Different construction Take m prime n = (largest prime divisor of $(m-1)!m!^{m-1}+-m^{m-1 } + (m-1)!$ ) - m works

MarkBcc168 wrote: $(m,n) = (p-1, (p-1)!-p+2)$ where $p\ge 5$ be a prime works. Will post proof later. We can right (m,n)=(p-1,(p-1)!+1-(p-1)).

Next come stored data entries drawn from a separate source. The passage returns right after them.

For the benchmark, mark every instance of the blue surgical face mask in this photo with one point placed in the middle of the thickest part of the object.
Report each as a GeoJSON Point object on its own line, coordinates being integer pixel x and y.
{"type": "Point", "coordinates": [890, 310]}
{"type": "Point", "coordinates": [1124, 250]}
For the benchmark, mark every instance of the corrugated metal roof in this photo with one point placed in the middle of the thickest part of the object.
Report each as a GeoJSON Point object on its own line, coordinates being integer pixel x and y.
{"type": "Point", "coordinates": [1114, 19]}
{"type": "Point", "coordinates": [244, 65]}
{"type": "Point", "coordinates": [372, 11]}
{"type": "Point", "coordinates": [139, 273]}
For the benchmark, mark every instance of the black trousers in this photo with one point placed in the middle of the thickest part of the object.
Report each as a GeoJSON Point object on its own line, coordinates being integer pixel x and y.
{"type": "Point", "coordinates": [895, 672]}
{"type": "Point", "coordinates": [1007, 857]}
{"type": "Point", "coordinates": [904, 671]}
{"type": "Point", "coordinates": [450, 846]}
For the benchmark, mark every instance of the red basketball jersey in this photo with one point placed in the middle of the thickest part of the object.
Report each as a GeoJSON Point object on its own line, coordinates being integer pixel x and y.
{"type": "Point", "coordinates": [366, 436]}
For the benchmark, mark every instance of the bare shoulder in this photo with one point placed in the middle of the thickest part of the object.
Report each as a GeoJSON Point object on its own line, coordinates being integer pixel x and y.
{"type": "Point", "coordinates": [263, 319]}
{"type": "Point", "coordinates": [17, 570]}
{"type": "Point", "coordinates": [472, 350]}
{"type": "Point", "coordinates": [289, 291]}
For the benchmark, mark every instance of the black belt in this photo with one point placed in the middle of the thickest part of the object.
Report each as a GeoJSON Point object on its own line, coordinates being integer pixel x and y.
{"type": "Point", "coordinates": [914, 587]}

So putting in the problem we get ((p-1)!)^((p-1)!-(p-1)!-(p-1)+1)+((p-1)!-(p-1)+1)^(p-1)+1/((p-1)!+1)=>((p-1)!-(p-1)+1)^(p-1)/((p-1)!+1)=>(((p-1)!+1)-(p-1))^(p-1)/((p-1)!+1)=>(p-1)^(p-1)/((p-1)!+1) by Wilson's theorem (p-1)!+1 is divisible by p or i.e it has p as its divisor, but the numerator doesn 't have such property.

Take $n\geq 2$ and $n=p-m$ where $p$ is (an odd) prime - then we want $p$ to divide $((p-n)!)^n + (n!)^{p-n} + 1$. As $p>n$, we have $(p,(n!)^n) = 1$ and so equivalently we want $p$ to divide $(n!(p-n)!)^n + (n!)^p + (n!)^n$. As $(n!)^p \equiv n! \pmod p$ by Fermat's Little Theorem and $n!(p-n)! \equiv 1\cdot 2\cdots n \cdot (-1)^{p-n} \cdot n \cdot (n+1) \cdots (p-1) \equiv (-1)^{p-n}n(p-1)! \equiv (-1)^{n}n$ by Wilson's Theorem, we reduce to $p$ dividing $(-1)^{n^2}n^n + n! + (n!)^n$. So it now suffices to show for $n\geq 2$ that the integer $N = (-1)^{n^2}n^n + n! + (n!)^n = n^n((n-1)!^n + (-1)^{n^2}) + n!$ has a prime divisor greater than $n$. If $q\leq n$ is a prime divisor of $N$ then $q$ must divide $n^n$ and hence $n$. The power of $q$ in $N$ is less than $n$, since $n^n((n-1)!^n + (-1)^{n^2})$ is divisible by $q^n$ (as $q$ divides $n$) while the power of $q$ in $n!$ is at most $\sum_{i=1}^{\infty} \left\lfloor \frac{n}{q^i} \right\rfloor < n \sum_{i=1}^{\infty} \frac{1}{2^i} = n$. As the product of all prime factors of $n$ is less than $n$ we conclude that if all prime factors of $N$ are at most $n$, then $N \leq n^n$ - but this is clearly a contradiction, which completes the proof.

Let $n=p-m$ where $p$ is a prime dividing $(m-1)!+(-m)^m+(m!)^m$; it's easy to see that $p>m$.